IPhone – File transfer between iPhone XR & USB flash drive using lightning cable & female-to-female USB connector

iphoneusb

I know I could get a flash drive with a lightning jack or with both a lightning jack and a USB jack, but is it feasible to transfer files between an iPhone XR running iOS 13.3 and a USB flash drive using a lightning cable and a female-to-female USB connector as follows?

iPhone ? lightning to male USB cable ? female-to-female USB adaptor ?USB flash drive

Best Answer

This is not likely to work. The Lightning port on Apple devices work in many ways like the mini-USB On-The-Go ports from older phones and USB-C ports on newer phones. This means it can act as a USB host or device, just the means by which an iPhone determines which mode it should be in is different than how devices with USB-OTG ports do.

In USB device mode, which happens with a Lightning to USB-A male cable, the iPhone provides no power to the cable. This means that a female to female adapter which connects the data and power lines will not power the flash drive, and the flash drive will not have power to do anything. Connecting both to a powered hub so that both the phone and flash drive have power will still leave this USB bus with no host to initiate any communications.

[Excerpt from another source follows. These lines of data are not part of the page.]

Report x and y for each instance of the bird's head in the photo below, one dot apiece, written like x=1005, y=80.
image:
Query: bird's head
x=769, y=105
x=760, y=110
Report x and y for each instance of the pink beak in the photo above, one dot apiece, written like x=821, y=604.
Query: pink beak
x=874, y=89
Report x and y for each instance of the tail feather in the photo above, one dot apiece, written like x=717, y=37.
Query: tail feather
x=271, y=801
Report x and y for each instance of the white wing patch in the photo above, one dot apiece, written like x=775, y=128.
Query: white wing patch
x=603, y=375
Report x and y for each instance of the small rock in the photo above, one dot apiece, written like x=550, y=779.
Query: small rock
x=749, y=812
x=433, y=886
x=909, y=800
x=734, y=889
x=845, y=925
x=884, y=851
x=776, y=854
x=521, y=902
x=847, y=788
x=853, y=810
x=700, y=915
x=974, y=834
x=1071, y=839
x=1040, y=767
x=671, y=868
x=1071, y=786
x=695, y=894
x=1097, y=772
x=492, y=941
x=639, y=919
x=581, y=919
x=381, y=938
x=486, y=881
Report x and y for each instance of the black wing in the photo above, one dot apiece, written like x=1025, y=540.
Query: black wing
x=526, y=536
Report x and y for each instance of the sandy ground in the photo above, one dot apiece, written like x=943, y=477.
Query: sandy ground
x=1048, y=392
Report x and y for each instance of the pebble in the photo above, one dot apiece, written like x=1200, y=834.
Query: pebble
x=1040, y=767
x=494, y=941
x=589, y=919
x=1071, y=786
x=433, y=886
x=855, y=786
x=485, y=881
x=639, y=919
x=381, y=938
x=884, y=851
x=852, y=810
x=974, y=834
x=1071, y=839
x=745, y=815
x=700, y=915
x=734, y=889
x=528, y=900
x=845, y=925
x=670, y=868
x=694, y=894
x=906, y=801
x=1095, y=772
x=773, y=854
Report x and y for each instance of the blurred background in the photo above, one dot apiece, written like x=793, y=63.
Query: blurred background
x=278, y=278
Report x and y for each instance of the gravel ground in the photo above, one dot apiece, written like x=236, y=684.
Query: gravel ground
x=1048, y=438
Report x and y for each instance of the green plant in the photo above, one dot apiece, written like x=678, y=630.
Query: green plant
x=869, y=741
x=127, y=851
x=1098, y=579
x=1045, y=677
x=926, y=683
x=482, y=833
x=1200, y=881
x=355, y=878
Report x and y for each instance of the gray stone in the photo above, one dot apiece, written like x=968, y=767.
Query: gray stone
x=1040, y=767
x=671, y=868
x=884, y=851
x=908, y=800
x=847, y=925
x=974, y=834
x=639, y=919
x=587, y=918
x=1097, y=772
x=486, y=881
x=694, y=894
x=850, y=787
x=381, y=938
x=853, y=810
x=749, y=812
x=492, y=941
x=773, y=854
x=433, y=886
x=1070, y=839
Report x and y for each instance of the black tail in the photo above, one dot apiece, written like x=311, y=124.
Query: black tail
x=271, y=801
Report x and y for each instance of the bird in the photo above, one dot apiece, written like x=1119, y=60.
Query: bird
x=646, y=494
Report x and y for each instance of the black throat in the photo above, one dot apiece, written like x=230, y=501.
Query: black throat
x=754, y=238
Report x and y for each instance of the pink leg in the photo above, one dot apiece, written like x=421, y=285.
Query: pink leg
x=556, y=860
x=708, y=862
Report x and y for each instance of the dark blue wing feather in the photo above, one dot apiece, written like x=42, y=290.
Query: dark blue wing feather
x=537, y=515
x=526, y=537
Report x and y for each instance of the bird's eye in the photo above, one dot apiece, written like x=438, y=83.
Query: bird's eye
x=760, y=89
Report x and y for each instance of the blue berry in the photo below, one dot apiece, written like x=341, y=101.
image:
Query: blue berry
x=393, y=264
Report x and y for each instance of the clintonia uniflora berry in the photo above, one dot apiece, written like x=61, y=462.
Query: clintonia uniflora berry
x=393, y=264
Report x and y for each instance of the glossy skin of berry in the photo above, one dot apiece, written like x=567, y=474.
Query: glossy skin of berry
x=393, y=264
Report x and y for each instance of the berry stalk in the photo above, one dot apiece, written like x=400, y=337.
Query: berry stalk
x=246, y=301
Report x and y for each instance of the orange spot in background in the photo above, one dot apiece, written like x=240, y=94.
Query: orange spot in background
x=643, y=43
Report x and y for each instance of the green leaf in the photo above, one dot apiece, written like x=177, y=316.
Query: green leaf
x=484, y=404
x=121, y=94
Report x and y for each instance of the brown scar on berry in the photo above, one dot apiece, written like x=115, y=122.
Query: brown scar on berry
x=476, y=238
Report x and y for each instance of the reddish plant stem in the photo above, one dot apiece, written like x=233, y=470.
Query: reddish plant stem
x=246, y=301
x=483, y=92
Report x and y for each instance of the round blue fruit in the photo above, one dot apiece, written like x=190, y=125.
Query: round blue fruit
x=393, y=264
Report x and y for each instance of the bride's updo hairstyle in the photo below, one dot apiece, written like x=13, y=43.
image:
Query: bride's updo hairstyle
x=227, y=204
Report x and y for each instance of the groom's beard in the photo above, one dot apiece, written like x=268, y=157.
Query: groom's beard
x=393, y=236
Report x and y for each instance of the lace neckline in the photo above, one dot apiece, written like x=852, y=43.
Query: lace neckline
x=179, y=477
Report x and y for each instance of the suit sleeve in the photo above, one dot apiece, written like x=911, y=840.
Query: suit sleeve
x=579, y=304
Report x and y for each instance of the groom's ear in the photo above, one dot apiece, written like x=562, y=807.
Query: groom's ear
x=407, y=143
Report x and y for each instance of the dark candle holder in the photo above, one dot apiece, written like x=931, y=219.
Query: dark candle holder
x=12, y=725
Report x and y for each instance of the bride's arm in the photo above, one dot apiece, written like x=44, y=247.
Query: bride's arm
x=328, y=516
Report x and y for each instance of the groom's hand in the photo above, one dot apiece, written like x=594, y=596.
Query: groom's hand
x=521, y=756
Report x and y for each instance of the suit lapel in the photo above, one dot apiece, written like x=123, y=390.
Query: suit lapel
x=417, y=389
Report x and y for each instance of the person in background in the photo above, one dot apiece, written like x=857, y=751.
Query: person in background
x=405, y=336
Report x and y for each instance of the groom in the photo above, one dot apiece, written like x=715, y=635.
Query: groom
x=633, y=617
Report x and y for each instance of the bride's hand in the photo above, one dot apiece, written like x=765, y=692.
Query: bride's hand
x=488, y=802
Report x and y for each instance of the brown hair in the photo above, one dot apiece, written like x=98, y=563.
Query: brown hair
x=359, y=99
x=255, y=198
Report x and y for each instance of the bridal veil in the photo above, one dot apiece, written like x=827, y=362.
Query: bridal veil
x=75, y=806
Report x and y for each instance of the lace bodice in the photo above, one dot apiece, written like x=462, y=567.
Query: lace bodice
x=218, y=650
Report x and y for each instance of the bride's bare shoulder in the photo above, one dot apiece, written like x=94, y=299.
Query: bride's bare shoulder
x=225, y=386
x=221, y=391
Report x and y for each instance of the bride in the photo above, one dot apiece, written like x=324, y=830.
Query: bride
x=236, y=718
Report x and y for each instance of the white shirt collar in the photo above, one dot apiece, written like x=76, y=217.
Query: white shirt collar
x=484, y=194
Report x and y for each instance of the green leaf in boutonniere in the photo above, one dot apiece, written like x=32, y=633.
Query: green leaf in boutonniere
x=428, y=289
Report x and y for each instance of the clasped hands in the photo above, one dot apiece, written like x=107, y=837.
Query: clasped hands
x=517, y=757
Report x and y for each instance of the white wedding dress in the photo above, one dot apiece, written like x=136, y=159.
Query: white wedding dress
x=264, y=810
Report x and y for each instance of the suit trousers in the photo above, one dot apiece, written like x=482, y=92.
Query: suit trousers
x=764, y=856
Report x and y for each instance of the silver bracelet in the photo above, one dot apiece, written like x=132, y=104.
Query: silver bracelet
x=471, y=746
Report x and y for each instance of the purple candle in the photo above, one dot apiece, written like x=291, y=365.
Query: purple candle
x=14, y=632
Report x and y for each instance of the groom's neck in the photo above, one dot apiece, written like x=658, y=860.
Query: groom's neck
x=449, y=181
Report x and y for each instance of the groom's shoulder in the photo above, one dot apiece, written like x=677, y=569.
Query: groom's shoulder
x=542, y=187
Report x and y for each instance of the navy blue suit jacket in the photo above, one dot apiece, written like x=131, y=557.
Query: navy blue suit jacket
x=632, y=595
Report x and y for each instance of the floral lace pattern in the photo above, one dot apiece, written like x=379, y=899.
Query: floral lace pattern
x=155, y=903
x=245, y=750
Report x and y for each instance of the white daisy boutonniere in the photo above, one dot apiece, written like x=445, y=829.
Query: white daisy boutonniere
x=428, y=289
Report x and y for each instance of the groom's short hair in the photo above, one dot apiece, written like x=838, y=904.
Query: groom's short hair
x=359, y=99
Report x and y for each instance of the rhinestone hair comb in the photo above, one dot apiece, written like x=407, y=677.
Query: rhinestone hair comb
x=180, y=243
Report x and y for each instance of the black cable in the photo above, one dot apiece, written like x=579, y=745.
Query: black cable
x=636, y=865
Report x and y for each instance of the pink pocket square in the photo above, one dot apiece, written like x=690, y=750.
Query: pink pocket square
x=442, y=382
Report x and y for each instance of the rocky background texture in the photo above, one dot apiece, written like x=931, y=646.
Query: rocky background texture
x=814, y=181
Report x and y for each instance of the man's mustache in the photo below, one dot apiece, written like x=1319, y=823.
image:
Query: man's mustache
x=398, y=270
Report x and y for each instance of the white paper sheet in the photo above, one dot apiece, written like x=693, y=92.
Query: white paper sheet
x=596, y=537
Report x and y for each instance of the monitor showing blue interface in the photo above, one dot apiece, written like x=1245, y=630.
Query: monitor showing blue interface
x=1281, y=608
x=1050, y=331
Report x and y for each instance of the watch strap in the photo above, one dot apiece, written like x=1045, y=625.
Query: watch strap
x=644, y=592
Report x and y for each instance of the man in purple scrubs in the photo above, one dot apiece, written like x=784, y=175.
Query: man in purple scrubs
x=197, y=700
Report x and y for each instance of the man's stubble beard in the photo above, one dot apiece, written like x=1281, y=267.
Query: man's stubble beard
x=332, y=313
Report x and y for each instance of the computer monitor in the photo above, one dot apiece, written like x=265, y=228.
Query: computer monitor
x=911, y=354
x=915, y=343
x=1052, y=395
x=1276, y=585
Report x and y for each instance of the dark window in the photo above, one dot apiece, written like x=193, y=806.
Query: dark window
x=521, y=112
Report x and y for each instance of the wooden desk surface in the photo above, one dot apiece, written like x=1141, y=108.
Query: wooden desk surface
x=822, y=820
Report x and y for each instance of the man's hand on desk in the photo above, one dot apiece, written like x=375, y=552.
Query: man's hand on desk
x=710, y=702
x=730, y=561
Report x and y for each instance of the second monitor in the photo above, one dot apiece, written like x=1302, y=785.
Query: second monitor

It's unlikely any software on the iPhone will resolve this because the hardware on the phone is simply not made to act as a host when the hardware tells it to go into device mode.

USB from 1.1 on up was made to allow for host-to-device communications and what you describe is a device-to-device connection. USB 2.0 allows for ports to be switched into either host or device mode, but this is done in hardware. If there is a means to override this in software then it is violating the spec and could result in damaged hardware, if someone could find the software for this then you run the risk of damaging your iPhone the next time you try to charge it. USB 3.0 allows for host-to-host communications with the right kind of cable and software but the flash drive is simply not going to act as a USB host.

To make this work will mean violating the USB spec, and running the risk of permanent damage to your phone. There's going to be at a minimum software checks in the iOS to stop this from working, and quite likely the hardware in the iPhone simply will not enter host mode if it sees a USB-A male cable connected.